Economic uncertainties of an independent Catalonia
‘Propaganda war’ between separatists and unionists pivots on EU membership
Perils of protest: Not only does Catalonia risk leaving the euro, it could could also see FC Barcelona barred from playing in the Spanish league. Photograph: Gerard Julien/AFP/Getty Images
Catalonia would be excluded from the European Union if it broke away from Spain, according to opponents of the region’s independence drive. They also claim it would struggle for international recognition, get bogged down in domestic political spats and even see its flagship soccer team, FC Barcelona, barred from playing in the Spanish league.
While those who want independence fiercely contest these scenarios, another issue has dominated the debate: the economic impact of secession.
On Sunday, Catalans will vote in a regional election that nationalists are using as a plebiscite on independence. If regional premier Artur Mas and his coalition of pro-independence politicians and grass-roots candidates gain a majority of seats in the Catalan parliament, they plan to begin the process of creating a new nation, in defiance of the Spanish state.
Last Monday, the chairman of the Bank of Spain, Luis María Linde, warned that such an eventuality could have devastating consequences for the north-eastern region of 7.5 million inhabitants.
“Catalonia’s exit from the euro would be automatic,” he said during a panel discussion in Madrid. “If there were serious tensions there could be a deposit freeze, as we’ve seen in Latin America and Greece.”
Those comments came just three days after two banking associations issued a joint communique on the risks of independence for Catalonia, which they said included exclusion from the euro zone, judicial insecurity and the choking of credit.
“It is irresponsible and indecent to make threats that nobody in a democratic country would dare suggest. They do it because they have no other arguments,” he added.
Mas also threatened to shelve Catalonia’s share of its public debt obligations – estimated at around €180 billion – leaving the Spanish state to pay them instead. But despite their glaring differences, what separatists and unionists do agree on is the economic importance of the region.
Representing just under a fifth of Spanish GDP, Catalonia is the wealthiest of the country’s 17 regions. As well as being home to several large banks, it boasts energy firm Gas Natural, carmaker Seat and infrastructure giant Abertis.

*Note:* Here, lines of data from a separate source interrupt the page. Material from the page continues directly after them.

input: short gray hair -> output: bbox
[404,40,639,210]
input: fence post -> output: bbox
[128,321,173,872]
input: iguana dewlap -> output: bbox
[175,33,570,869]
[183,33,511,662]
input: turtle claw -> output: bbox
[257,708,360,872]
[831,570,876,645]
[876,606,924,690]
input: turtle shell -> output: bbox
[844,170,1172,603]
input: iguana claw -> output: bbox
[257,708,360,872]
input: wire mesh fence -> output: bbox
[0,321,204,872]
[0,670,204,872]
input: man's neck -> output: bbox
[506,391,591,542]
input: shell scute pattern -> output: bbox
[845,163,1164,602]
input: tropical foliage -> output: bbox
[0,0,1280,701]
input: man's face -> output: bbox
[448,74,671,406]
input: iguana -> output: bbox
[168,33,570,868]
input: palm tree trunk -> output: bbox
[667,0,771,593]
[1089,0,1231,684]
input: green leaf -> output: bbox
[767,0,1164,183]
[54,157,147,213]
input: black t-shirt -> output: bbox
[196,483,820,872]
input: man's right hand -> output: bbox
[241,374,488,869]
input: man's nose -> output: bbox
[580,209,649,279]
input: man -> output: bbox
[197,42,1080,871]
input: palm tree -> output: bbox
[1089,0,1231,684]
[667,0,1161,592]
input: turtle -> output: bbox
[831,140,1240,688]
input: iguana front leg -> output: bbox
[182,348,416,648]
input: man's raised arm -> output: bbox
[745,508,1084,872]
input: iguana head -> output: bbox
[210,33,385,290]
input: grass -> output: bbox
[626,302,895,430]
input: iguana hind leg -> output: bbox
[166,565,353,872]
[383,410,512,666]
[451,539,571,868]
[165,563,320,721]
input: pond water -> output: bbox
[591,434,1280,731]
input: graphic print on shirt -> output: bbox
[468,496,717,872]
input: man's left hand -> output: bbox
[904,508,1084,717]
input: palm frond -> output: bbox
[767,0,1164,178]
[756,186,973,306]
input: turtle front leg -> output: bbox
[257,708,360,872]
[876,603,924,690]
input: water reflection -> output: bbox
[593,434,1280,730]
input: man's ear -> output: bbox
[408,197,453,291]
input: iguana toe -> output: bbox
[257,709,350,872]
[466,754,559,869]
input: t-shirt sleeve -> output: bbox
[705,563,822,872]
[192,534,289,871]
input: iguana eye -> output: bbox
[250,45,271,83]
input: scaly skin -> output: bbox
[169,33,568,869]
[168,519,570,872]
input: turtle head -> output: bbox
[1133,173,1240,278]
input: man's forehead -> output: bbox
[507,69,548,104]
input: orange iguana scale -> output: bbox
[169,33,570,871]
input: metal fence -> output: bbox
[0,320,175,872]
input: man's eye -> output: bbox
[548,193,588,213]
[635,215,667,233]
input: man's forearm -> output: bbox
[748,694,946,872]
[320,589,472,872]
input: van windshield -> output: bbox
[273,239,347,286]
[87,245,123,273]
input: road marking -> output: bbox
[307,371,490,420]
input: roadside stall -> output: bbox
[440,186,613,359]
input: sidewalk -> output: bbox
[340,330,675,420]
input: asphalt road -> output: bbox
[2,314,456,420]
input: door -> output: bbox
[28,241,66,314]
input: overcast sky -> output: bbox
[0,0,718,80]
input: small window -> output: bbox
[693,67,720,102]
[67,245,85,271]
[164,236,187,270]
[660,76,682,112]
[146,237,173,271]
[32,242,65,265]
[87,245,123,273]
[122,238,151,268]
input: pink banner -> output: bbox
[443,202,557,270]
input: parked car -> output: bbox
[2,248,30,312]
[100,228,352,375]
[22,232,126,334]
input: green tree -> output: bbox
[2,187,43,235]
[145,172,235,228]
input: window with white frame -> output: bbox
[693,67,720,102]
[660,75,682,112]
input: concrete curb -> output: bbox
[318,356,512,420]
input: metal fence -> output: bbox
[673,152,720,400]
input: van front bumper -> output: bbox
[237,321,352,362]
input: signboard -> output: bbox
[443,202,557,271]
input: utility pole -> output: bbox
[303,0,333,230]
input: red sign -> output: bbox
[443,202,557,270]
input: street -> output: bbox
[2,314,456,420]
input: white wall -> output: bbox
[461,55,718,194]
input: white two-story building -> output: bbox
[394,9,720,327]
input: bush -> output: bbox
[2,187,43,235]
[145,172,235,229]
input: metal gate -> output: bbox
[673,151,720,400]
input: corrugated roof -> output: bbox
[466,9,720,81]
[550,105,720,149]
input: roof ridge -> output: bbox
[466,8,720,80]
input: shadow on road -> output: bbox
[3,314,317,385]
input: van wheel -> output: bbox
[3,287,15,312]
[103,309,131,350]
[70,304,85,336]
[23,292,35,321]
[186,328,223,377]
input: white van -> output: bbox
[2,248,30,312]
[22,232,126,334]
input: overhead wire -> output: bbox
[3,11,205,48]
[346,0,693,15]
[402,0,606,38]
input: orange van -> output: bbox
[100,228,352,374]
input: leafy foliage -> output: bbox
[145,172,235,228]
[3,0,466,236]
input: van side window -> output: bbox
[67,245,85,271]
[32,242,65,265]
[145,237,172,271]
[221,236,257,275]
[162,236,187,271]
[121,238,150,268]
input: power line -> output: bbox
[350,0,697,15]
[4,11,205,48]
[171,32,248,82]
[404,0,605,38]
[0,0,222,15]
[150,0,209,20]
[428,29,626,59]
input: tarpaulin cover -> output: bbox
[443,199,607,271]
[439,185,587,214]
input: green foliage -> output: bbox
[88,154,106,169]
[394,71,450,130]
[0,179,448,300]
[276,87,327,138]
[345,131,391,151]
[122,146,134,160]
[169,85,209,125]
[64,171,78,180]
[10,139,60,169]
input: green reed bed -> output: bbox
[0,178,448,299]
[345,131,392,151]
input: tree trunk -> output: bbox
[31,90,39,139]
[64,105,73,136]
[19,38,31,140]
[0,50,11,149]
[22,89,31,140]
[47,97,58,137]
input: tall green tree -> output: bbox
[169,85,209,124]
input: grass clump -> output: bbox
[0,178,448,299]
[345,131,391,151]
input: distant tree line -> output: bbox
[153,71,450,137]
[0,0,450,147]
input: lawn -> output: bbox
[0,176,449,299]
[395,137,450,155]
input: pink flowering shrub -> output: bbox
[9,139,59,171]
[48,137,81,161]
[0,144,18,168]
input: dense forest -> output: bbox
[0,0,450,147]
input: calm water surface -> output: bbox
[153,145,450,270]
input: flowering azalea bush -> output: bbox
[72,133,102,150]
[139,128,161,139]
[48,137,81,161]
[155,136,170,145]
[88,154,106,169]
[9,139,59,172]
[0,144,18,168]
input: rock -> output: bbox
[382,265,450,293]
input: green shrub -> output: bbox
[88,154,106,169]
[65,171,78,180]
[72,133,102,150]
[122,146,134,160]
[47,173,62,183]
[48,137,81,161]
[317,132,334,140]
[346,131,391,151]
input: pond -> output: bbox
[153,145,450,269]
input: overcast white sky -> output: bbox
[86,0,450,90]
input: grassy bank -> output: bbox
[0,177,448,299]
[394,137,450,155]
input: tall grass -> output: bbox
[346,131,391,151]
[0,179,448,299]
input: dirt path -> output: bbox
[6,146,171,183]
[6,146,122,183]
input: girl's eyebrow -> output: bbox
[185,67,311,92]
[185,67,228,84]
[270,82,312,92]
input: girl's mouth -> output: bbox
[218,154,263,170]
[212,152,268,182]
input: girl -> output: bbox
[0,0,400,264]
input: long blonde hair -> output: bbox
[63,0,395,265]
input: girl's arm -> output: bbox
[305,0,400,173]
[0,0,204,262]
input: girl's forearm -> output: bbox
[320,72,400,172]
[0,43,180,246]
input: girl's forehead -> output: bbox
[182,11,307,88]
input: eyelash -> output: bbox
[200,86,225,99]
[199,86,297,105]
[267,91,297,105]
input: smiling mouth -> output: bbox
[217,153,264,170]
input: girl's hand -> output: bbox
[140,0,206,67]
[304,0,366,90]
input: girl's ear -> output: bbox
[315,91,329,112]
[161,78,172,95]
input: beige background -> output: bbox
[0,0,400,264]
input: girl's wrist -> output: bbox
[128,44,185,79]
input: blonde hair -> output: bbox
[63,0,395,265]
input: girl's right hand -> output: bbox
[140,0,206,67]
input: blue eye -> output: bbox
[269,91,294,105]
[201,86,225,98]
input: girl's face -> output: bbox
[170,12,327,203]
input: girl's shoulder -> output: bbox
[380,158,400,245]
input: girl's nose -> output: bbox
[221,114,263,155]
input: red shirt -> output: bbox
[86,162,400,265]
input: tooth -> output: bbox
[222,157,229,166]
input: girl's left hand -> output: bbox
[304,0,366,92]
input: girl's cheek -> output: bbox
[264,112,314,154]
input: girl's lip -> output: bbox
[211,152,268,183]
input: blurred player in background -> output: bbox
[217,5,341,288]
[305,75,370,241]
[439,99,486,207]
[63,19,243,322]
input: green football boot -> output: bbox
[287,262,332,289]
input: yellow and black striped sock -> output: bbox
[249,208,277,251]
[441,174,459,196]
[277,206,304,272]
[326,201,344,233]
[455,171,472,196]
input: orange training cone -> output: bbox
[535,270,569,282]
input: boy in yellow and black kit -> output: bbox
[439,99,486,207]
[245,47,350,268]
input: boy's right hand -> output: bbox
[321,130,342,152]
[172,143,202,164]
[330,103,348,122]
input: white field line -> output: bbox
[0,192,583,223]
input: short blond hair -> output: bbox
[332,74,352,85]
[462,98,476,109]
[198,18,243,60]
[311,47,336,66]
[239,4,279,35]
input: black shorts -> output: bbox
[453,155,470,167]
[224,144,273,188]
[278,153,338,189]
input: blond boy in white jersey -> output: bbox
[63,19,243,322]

But small and medium-sized businesses make up over 90 per cent of the region’s output.
“Here in Catalonia we lean towards a production-based economy, whereas Madrid relies more on a financial, speculative economy,” says Albert Pont, president of the Catalan Business Circle and a supporter of independence. “Catalonia is the country’s main industrial hub even though the recent economic crisis damaged that sector a lot.”
Its prestige is underlined by membership of a co-operation agreement – the Four Motors for Europe – with three other highly industrialised regions: Rhône-Alpes in France, Lombardy in Italy and Baden-Württemberg in Germany.
Catalonia’s jobless rate is 19 per cent, slightly below the Spanish average of 22 per cent, while GDP per capita is €27,000, behind only the Basque Country and Navarre. Being so far ahead of poorer regions – Extremadura per capita GDP is less than €16,000 – fuels the separatists’ familiar complaint that they are subsidising the rest of Spain.
Much of the debate over whether or not Catalonia could go it alone centres on its possible exclusion from the European Union and, consequently, the euro currency. The Bank of Spain’s governor isn’t the only one warning of such an outcome.
The counter-argument of separatists is that the EU desperately needs a productive, dynamic region like Catalonia and that pragmatism alone dictates that after gaining independence it will either remain within the bloc or be swiftly reincorporated.
“There’s a big propaganda war going on,” says Carlos Rivadulla, vice-president of Empresaris de Catalunya, a business association founded to promote union with Spain. “Some say independence won’t affect [the economy], others say it will and those of us who say it will get accused of manipulation. But there are concrete data.”
Among the figures Rivadulla points to is the 16 per cent drop in foreign investment in Catalonia last year, compared to a 10 per cent increase in the rest of Spain. Rivadulla does not believe Catalonia will gain independence, but he says the uncertain political climate generated by the separatist drive is spooking investors.
Steen Jakobsen, chief economist at Saxo Bank, is not concerned about Catalonia’s EU membership, believing it would be allowed back. However, a more pressing concern for him is how the markets would respond if Mas’s coalition requires, as polls suggest, the support of the radical Popular Unity Candidacy in order to clinch more than half of seats after Sunday’s election.
“That majority would be based on the support of a far-left party which has made it very clear they want to oust the Catalan president [Mas], which of course is going to create turmoil,” Jakobsen said.